On Tuesday, NASA plans to issue a “request for information” seeking alternative plans from aerospace companies as well as experts within NASA, with proposals to be due on May 17. Of those, NASA would finance several of the proposals, with studies finishing later this year. Then NASA would have to decide its next step.

“We’re going to need to go off to some very innovative new possibilities for design and certainly leave no stone unturned,” said Nicola Fox, the associate administrator for NASA’s science mission directorate.

At the same time, she said she hoped for “traditional, tried-and-true architectures” that would reduce the risk of delay and failure.
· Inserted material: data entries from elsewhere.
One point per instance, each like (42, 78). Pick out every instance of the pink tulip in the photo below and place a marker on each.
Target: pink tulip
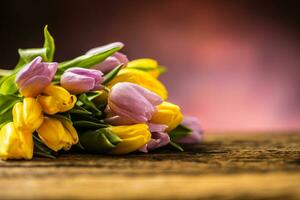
(129, 103)
(112, 62)
(79, 80)
(35, 76)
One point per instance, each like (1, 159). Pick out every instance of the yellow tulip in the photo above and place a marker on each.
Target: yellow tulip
(56, 99)
(133, 137)
(140, 78)
(57, 134)
(168, 114)
(27, 115)
(15, 143)
(145, 64)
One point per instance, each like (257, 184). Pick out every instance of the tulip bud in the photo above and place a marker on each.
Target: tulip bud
(35, 76)
(57, 134)
(79, 80)
(158, 137)
(129, 103)
(197, 132)
(145, 64)
(15, 143)
(168, 114)
(140, 78)
(111, 62)
(27, 115)
(56, 99)
(133, 137)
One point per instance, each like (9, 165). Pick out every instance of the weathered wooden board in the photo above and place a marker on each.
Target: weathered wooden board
(224, 167)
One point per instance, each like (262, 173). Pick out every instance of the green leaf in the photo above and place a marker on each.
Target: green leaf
(112, 74)
(179, 132)
(89, 105)
(6, 72)
(176, 146)
(27, 55)
(49, 44)
(88, 124)
(99, 141)
(80, 110)
(8, 85)
(89, 60)
(6, 104)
“This is the Hail Mary,” Casey Dreier, the chief of space policy at the Planetary Society, a nonprofit organization that supports space exploration, said in an interview. Mr. Dreier said he had thought that NASA would simply announce a delay, which would reduce the amount it was spending on the mission in a given year, while adding to the final price tag.
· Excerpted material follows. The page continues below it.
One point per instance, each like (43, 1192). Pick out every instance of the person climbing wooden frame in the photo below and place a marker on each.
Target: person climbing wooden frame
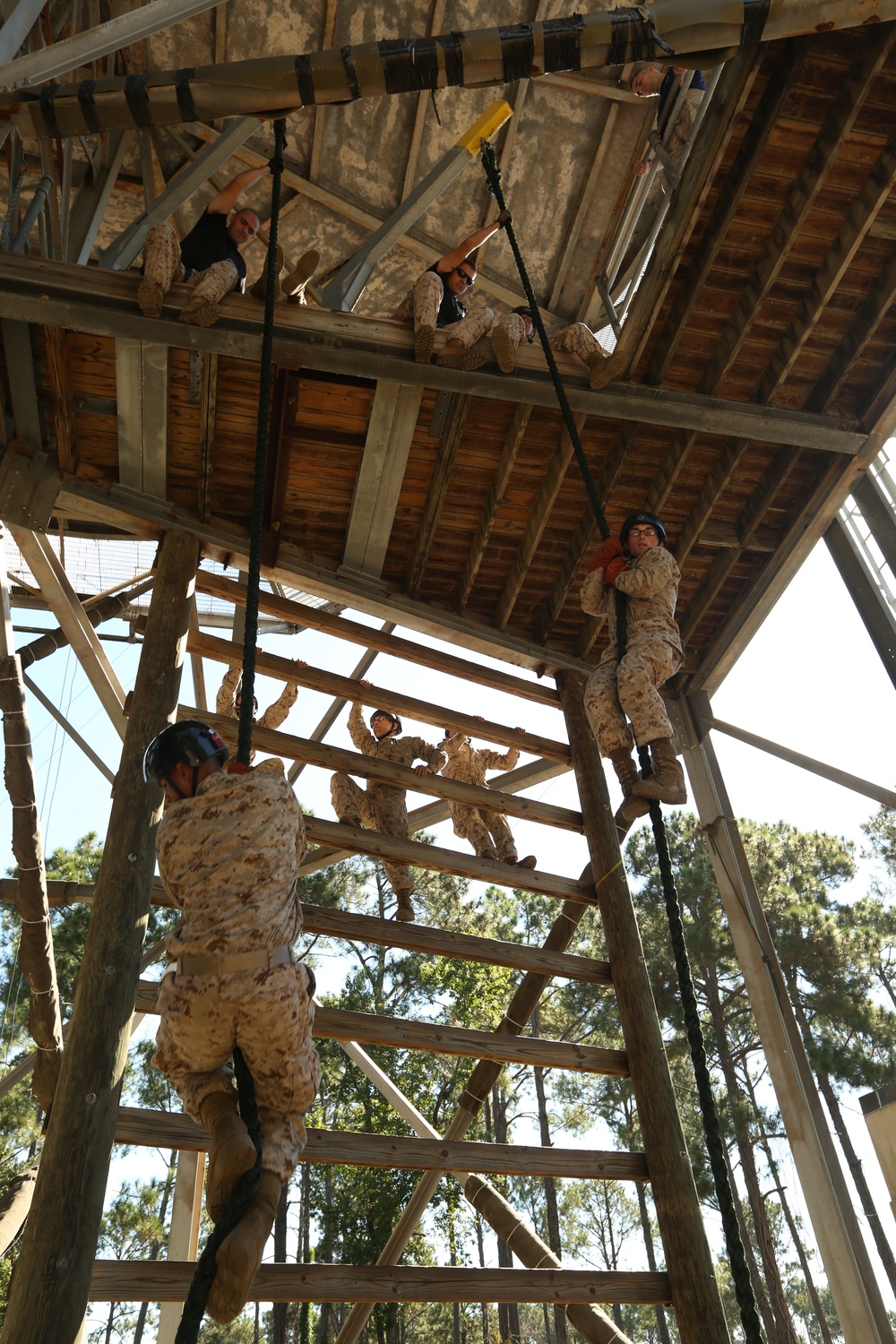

“That would have been an easier way, from our perspective, to preserve the plan as it existed, to add certainty where there’s uncertainty,” Mr. Dreier said.

The first phase of Mars Sample Return is already underway. NASA’s Perseverance rover, which landed on Mars in 2021, has been drilling and collecting cylindrical samples of rock and soil in the Jezero Crater, which contains an ancient river delta.

The current Mars Sample Return plan, devised by NASA’s Jet Propulsion Laboratory in California, involves a complex choreography. First, a new robotic spacecraft would land near the Perseverance rover, which would then hand over about 30 of its rock samples. Those would then be launched into orbit around Mars. Yet another spacecraft, from the European Space Agency, would retrieve those samples, take them back to Earth and drop them off within a small disk-shaped vehicle that would land in a Utah desert.

To undertake a mission that would move more quickly and at a lower cost, one idea might be to leave some of the samples behind on Mars. That would reduce the size and complexity of the spacecraft needed.

If scientists were forced to choose which rocks they want most, “I think that will be some very, very lively and very exciting scientific chatter,” Dr. Fox said.

In February, Mr. Dreier wrote an essay about whether NASA could turn to Elon Musk’s SpaceX for a cheaper robotic Mars Sample Return mission. SpaceX’s mammoth Starship rocket is being designed with the goal of sending people to Mars.

“The answer is almost certainly ‘no,’” Mr. Dreier wrote then. “At least, not anytime soon.”

But if Mr. Musk and SpaceX are interested, NASA is now willing to listen. Mr. Dreier said that SpaceX would need to solve numerous technical challenges, including how it could produce propellants for the return trip.

“Is this getting to be less, or more expensive and time-consuming and risky than the original J.P.L. concept?” Mr. Dreier said, referring to the Jet Propulsion Laboratory’s plan.

SpaceX did not respond to a request for comment.

Mr. Dreier said that, as an optimist, perhaps Mr. Nelson was right and that someone would offer a better solution.

But he added that NASA’s announcement on Monday could be a pretext for canceling the mission, or trying to convince Congress that it indeed needed $11 billion.

“It may just be that people don’t want to accept that that’s what it costs,” he said. “I guess that’s one of the things we’ll find out.”